- Parke County's location in Indiana
- Armiesburg Location in Parke County
- Coordinates: 39°45′48″N 87°21′04″W﻿ / ﻿39.76333°N 87.35111°W
- Country: United States
- State: Indiana
- County: Parke
- Township: Wabash
- Elevation: 520 ft (160 m)
- Time zone: UTC-5 (Eastern (EST))
- • Summer (DST): UTC-4 (EDT)
- ZIP code: 47862
- Area code: 765
- GNIS feature ID: 449613

= Armiesburg, Indiana =

Unincorporated community in Indiana, United States

Armiesburg (also called Armiesburg Mills, Armiesburgh or Stringtown) is an unincorporated community in Wabash Township, Parke County, in Indiana.

==History==
When General William Henry Harrison took an army from Vincennes to the Battle of Tippecanoe in late 1811, Zachariah Cicott served as a scout. Cicott was familiar with the area because of his time levitating up and down the Wabash River, starting circa 1801. The trail taken by Harrison's army passed through the area that later became Parke County on its way to and from the battle site in Tippecanoe County. The settlement of Armiesburg was so named because Harrison and his army crossed the Raccoon Creek and camped near there on their way to the battle. After the county was established in 1821, the county seat was located first at Roseville, and second at Armiesburg where at least two court sessions were held.
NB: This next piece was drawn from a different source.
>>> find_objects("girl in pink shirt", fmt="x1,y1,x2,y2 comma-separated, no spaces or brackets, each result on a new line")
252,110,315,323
The county seat was finally located at Rockville in 1822. The original plat of the town was destroyed along with many other records in an 1832 fire in Rockville; the town was platted again in 1833.

A post office was established at Armiesburg in 1844, and remained in operation until it was discontinued in 1902.

==Geography==
Armiesburg is located in the western part of the county, just over 1 mi to the east of the confluence of the Big Raccoon Creek and the Wabash River, and about 1.5 mi southeast of Montezuma. Its elevation is 525 ft.